In Re Google Inc. Class C Shareholder Litigation

2 min read
October 1, 2013
 

Case Name:
In Re Google Inc. Class C Shareholder Litigation

Case Conclusion:
October 2013

Caption:
Delaware Court of Chancery, C.A. No. 7469-CS

Keywords: 
Economic Damages; Stock Split; Voting Power; Entire Fairness; Fiduciary Duties

Industry: 
Internet Services

Professionals:
David G. Clarke, ASA, Michael J. Mattson, William Jeffers, CFA, and William P. McInerney, ASA; Professor Matthew D. Cain of the University of Notre Dame

On April 12, 2012, Google Inc. announced its intention to issue a stock dividend whereby each of its current stockholders would receive one share of Class A voting stock and one share of nonvoting Class C stock for each previously held (voting) Class A share. The Griffing Group was retained by counsel for plaintiffs, who sought to enjoin Google from completing the recapitalization on the grounds that it would benefit the company’s founders, Larry Page and Sergey Brin (by extending their voting control over Google), while harming minority stockholders (who would be left with a non-voting share that would trade at a discount to its voting counterpart). David G. Clarke, ASA submitted opening and rebuttal reports and testified at deposition, opining that the economic evidence supported plaintiffs’ claims.

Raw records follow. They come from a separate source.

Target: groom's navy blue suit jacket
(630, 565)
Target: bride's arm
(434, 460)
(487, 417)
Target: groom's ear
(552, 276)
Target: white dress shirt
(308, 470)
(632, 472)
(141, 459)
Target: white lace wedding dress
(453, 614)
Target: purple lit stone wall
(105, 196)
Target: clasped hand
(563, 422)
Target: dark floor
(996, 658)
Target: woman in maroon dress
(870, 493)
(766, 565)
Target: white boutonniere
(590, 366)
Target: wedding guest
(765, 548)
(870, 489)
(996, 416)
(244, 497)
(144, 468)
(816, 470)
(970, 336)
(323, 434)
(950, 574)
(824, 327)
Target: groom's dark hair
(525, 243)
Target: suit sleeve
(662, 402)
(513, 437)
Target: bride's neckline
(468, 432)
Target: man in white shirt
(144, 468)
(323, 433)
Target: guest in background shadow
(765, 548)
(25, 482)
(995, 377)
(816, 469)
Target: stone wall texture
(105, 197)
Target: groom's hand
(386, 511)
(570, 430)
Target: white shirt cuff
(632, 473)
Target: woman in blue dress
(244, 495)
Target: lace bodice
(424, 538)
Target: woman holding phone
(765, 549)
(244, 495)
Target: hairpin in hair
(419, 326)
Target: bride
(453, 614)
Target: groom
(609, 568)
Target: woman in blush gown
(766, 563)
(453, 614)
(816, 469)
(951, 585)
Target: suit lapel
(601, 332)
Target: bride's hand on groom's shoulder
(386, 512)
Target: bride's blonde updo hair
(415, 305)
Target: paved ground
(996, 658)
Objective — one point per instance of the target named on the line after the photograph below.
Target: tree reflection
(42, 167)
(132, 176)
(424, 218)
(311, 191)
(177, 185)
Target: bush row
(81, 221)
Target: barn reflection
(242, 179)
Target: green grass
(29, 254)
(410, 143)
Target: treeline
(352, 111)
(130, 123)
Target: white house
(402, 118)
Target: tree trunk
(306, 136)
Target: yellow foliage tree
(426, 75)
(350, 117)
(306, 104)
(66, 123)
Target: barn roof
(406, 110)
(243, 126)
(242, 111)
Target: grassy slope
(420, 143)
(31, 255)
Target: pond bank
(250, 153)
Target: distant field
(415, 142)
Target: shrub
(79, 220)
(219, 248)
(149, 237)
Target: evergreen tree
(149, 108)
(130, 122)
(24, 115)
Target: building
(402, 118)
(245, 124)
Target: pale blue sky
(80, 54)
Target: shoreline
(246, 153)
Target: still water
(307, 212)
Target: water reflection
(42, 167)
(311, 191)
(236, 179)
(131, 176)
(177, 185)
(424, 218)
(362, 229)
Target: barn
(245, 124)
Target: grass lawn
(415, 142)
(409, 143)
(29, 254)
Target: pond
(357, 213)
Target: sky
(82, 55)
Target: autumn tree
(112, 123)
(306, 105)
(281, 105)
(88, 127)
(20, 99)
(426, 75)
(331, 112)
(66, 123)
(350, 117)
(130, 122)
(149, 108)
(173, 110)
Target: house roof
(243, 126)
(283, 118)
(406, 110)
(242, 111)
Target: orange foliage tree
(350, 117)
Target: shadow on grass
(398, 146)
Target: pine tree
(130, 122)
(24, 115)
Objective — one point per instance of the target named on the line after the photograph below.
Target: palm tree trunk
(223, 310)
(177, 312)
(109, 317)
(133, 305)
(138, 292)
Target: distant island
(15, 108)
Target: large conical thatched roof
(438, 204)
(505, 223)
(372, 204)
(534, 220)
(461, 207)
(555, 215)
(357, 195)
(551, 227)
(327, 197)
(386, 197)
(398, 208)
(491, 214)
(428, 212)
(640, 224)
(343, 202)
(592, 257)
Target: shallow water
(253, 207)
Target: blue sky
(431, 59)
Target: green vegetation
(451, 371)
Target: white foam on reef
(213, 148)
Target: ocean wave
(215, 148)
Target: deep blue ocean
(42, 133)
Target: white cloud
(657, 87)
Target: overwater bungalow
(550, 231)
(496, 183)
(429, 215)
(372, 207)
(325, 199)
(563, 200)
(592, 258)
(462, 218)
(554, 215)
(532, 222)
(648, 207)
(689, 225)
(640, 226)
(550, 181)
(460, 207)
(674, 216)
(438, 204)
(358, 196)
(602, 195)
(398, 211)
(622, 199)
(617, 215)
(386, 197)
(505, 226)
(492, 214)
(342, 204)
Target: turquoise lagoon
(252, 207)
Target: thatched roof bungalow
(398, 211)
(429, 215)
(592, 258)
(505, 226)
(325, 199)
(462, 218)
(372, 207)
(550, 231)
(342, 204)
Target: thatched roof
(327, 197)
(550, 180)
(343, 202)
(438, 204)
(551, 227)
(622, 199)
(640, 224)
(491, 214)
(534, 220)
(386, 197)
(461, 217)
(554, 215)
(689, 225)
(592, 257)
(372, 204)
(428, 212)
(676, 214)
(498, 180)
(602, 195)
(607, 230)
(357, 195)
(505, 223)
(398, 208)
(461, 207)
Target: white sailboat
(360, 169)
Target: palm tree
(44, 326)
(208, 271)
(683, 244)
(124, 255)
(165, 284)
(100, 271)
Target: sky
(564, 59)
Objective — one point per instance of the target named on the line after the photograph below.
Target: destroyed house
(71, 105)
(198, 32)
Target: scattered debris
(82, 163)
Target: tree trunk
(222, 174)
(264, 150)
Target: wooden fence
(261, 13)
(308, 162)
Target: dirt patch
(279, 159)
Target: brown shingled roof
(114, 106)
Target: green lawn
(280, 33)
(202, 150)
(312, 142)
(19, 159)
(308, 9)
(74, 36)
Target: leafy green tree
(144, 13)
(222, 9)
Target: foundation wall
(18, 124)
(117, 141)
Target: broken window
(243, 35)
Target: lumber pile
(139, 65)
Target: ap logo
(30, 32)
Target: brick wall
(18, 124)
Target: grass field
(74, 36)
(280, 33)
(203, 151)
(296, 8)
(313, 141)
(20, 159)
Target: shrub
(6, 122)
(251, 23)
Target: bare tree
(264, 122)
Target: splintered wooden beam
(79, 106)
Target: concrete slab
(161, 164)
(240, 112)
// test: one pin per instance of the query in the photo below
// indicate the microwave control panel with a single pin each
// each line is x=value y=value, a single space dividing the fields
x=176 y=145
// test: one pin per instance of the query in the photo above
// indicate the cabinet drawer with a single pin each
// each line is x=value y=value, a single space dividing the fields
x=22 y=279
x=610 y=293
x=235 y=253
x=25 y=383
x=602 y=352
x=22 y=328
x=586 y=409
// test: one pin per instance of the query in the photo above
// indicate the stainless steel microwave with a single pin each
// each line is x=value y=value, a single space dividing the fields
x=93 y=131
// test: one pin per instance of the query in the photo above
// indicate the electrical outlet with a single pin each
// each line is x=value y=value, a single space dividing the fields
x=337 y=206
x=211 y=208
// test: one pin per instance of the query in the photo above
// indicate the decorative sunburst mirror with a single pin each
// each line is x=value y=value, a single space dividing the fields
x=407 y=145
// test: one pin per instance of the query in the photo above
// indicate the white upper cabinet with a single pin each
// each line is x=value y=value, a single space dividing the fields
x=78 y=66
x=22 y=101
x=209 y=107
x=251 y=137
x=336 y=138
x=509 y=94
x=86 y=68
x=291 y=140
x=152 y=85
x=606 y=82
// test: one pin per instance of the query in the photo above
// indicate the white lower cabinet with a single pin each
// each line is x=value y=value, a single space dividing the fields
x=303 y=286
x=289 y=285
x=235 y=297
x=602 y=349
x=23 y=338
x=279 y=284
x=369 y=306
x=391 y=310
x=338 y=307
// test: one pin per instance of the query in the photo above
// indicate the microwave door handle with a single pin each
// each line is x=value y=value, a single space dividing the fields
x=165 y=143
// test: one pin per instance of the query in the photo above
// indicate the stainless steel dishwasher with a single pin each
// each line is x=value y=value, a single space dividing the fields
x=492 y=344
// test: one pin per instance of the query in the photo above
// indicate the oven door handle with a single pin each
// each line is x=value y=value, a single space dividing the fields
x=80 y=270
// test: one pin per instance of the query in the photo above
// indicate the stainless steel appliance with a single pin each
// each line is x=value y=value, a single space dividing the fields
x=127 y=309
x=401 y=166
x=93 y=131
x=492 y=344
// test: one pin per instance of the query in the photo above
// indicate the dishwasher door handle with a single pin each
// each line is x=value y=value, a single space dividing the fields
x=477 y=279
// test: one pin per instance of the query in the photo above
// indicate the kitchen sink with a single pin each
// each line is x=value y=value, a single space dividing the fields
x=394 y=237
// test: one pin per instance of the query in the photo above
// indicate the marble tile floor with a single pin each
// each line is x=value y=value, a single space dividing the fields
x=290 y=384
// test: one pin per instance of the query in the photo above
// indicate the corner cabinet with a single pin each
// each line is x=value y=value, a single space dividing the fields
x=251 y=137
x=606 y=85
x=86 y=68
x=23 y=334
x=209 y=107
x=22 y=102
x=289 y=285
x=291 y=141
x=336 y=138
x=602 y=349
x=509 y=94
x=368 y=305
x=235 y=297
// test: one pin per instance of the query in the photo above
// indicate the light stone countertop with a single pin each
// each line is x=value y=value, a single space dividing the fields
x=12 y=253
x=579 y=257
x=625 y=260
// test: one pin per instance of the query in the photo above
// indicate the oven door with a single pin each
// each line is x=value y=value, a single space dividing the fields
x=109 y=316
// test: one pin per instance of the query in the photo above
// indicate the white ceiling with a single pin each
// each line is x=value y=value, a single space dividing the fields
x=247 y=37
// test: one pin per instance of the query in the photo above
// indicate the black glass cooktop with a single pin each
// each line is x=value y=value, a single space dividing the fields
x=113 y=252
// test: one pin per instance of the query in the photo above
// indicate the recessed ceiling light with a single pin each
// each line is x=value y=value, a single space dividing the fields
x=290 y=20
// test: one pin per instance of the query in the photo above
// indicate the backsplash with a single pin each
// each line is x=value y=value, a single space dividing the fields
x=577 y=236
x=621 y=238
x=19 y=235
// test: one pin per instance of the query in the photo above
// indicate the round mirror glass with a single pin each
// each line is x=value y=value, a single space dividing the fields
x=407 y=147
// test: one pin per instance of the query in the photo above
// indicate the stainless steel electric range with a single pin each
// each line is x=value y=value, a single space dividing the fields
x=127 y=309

Just prior to the commencement of the injunction hearing before Chancellor Leo E. Strine, Jr., the parties entered into a settlement agreement pursuant to which the recapitalization would be allowed to proceed, but with certain key protections for minority stockholders. Under the terms of the settlement, if the non-voting shares trade at a discount (measured over one year), Google is obligated to pay holders of the non-voting shares a percentage of the overall trading differential, which could be as high as $7.5 billion. In addition, when the founders’ combined voting power falls below 15%, the non-voting Class C shares will convert to voting Class A shares – thereby regaining voting rights – unless the company’s Board of Directors at the time determines that it is in Google’s best interests to maintain the class of non-voting stock. Finally, the settlement agreement makes it more difficult for the founders to sell or swap their non-voting stock, further ensuring that their economic interests remain aligned with the interests of all Google stockholders. The settlement was approved by Chancellor Strine in October 2013.

David G. Clarke, ASA was assisted by Michael J. Mattson, William Jeffers, CFA, and William P. McInerney, ASA of The Griffing Group; and Professor Matthew D. Cain of the University of Notre Dame. The plaintiffs were represented by Jeffery C. Block and Whitney E. Street of Block & Leviton LLP; Laurence D. Paskowitz of The Paskowitz Law Firm P.C.; and Nicholas I. Porritt and Douglas E. Julie of Levi & Korsinsky LLP.